Maythorn Mill & the Nottinghamshire SWARBROOKES

My Swarbrooke Ancestors

                               BRAMLEY APPLE

THE FAMOUS BRAMLEY APPLE

(and the SWARBROOKE connection)

From “The Bramley”, A World Famous Cooking Apple by Roger Merryweather; reproduced by his kind permission.

 The story is that in about 1809, Mary Ann Brailsford, together with her sister, planted some Apple pips in a plant pot, one of which germinated, and when too big for the pot was planted in the garden of their cottage in Church Street. On the death of their father in 1812 and mother in 1837, the cottage became the property of the two Brailsford sisters who sold it in 1838 and eventually on 28th November 1846 it was bought by a Matthew Bramley.

In the Autumn of 1856, Henry Merryweather, then aged 18 and working in the nursery with his father, encountered GEORGE MUSSON, gardener to the Rev Tatham, Vicar Choral of Southwell Minster, who was walking down the street carrying a basket of very fine apples. Henry was impressed by their size and quality and said “What have you got there?” George Musson replied “They are old Mr Bramleys and very fine apples too, grown at his house in Easthorpe”. George was in fact carrying a basket of apples from Rev Tathams Orchard which almost adjoined and is now part of Messrs Merryweathers original nursery. (The tree must have been top grafted several years before 1856 and would have been one of the first fruiting trees taken from the original pip set by Mary Brailsford)
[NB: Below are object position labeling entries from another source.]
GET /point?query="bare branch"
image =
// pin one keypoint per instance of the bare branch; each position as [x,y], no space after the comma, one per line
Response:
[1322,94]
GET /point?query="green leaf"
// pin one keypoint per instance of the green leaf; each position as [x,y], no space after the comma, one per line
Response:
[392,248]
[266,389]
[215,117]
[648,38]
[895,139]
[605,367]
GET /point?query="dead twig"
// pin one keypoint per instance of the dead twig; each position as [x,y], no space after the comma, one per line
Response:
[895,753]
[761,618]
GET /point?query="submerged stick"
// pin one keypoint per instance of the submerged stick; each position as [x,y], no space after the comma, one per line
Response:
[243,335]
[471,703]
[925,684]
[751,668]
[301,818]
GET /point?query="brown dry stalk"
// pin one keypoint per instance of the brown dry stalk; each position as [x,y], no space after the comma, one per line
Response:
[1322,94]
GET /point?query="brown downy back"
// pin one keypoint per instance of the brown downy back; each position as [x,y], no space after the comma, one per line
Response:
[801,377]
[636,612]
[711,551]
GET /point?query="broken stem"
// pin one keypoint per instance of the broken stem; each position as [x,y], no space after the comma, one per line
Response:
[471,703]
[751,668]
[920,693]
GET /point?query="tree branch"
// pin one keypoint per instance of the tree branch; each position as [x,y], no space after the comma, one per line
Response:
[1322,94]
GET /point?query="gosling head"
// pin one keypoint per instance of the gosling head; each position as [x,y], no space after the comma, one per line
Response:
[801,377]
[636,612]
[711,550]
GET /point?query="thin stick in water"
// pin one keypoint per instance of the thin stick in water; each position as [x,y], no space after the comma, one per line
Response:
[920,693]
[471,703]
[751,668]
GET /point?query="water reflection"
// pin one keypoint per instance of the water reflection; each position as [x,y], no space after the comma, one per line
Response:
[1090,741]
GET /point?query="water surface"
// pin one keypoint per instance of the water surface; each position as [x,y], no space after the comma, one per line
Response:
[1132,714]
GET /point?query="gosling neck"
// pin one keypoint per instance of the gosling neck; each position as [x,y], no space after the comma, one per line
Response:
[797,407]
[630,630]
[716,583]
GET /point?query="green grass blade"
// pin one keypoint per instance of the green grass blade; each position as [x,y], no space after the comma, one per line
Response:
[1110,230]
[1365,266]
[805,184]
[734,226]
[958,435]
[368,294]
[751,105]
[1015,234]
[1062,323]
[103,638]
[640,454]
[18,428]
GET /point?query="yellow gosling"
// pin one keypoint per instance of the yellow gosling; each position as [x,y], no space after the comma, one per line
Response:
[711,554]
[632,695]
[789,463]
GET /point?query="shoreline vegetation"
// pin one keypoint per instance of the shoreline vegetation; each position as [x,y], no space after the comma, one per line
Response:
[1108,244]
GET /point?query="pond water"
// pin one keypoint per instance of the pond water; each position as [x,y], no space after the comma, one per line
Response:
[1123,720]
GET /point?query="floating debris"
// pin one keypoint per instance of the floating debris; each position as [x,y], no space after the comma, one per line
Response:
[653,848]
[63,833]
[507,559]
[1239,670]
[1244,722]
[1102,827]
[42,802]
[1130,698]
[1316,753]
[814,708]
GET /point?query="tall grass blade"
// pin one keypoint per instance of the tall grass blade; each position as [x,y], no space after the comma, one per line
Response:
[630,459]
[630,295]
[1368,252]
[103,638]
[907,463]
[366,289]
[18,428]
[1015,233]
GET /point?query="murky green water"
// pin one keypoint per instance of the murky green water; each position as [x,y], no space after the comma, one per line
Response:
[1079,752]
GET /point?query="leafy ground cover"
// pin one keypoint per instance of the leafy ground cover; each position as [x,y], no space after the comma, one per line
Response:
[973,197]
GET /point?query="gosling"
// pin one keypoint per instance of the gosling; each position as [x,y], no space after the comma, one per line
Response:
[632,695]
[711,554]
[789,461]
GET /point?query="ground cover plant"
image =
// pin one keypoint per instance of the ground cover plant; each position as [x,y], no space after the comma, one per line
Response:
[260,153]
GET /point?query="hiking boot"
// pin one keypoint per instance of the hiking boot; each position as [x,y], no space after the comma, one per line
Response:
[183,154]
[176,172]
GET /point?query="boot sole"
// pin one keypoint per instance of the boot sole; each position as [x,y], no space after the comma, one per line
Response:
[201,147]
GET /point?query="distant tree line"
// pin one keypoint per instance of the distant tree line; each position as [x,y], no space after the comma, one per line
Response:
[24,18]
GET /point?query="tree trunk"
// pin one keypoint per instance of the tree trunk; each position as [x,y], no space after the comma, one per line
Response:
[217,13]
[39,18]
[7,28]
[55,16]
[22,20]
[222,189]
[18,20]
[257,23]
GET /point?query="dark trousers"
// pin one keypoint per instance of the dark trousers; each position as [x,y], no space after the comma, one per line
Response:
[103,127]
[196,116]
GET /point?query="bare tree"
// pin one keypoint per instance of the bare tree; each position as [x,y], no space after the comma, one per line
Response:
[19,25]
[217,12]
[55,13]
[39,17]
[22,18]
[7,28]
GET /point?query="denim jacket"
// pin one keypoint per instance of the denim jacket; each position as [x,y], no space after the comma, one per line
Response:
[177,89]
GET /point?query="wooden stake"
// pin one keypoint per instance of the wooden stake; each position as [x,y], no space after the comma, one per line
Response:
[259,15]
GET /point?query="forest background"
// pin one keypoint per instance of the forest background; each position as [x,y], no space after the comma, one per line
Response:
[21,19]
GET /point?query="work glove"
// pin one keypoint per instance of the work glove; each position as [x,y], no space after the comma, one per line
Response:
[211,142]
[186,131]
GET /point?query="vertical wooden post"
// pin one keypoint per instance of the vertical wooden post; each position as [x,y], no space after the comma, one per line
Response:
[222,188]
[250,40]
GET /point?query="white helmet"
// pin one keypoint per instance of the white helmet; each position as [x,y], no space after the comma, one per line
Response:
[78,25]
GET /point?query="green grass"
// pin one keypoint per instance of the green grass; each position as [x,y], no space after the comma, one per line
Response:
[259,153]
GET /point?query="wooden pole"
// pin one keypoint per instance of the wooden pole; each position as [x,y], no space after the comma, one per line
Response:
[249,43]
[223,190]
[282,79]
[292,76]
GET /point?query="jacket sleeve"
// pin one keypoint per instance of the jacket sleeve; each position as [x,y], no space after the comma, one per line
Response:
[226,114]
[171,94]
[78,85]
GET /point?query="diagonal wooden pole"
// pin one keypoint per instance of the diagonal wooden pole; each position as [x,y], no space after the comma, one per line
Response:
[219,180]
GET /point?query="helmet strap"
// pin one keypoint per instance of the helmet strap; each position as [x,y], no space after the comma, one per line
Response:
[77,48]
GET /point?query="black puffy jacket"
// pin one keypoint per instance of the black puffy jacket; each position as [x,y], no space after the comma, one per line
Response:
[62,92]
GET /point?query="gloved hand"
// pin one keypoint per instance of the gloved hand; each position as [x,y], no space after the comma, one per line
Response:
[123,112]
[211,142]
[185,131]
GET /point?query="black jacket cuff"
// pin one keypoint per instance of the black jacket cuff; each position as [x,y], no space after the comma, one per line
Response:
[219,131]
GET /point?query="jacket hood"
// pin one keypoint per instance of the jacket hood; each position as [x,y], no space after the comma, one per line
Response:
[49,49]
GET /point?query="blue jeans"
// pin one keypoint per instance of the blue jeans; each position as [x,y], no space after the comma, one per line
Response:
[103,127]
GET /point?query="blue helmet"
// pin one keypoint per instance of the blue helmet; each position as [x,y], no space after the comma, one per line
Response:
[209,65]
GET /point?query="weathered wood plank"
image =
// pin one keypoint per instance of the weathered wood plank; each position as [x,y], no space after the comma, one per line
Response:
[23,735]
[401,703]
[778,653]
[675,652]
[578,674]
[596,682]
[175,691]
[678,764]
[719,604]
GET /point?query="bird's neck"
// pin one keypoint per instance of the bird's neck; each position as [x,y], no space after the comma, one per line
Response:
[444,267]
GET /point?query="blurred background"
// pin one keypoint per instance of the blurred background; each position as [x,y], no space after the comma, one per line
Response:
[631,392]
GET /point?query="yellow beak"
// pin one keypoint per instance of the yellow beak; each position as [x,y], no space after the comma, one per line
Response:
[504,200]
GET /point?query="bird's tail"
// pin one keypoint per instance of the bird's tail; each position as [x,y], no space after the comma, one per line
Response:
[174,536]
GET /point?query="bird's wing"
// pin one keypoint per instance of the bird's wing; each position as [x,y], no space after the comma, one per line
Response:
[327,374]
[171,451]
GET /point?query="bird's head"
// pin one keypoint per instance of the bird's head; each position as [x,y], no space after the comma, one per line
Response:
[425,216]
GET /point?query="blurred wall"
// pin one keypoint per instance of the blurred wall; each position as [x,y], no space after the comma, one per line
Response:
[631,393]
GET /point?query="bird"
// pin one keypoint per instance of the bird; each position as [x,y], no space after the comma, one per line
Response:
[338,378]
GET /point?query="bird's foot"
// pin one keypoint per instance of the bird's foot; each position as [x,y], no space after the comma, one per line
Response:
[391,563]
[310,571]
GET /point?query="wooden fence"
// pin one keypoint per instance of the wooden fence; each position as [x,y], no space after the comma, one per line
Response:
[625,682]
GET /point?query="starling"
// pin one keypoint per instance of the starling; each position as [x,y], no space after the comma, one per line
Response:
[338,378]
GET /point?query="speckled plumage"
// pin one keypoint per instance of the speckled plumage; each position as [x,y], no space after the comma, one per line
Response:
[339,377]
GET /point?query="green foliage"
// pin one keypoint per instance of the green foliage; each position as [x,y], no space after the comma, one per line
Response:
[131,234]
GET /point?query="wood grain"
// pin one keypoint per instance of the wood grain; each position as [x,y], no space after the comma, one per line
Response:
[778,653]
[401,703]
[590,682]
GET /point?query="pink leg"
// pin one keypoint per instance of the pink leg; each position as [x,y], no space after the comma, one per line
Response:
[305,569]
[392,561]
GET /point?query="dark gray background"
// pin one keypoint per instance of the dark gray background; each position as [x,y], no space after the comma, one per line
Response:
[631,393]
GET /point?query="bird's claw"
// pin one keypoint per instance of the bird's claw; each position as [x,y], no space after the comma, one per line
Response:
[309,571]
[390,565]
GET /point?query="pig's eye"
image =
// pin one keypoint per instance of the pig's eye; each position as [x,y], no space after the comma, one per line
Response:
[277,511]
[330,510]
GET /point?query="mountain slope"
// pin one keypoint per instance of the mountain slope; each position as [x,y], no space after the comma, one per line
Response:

Henry Merryweather went to see Matthew Bramley and the original tree and was allowed to take as many cuttings as he wanted as long as they were called Bramleys, later to be called Bramley’s Seedling. The rest is now history as the apple has a world wide reputation for being one of the best cooking apples there is.

NB.    The above GEORGE MUSSON (gardener) was married to ELIZABETH SWARBROOKE (Silk Winder) at Southwell Minster on 26th Feb 1860 in what must have been a grand double wedding with George’s sister Rebecca and George Walker (this would make George Musson my Grt Grt Uncle) …. Little did Elizabeth realize that her new husband would soon become part of Agricultural History.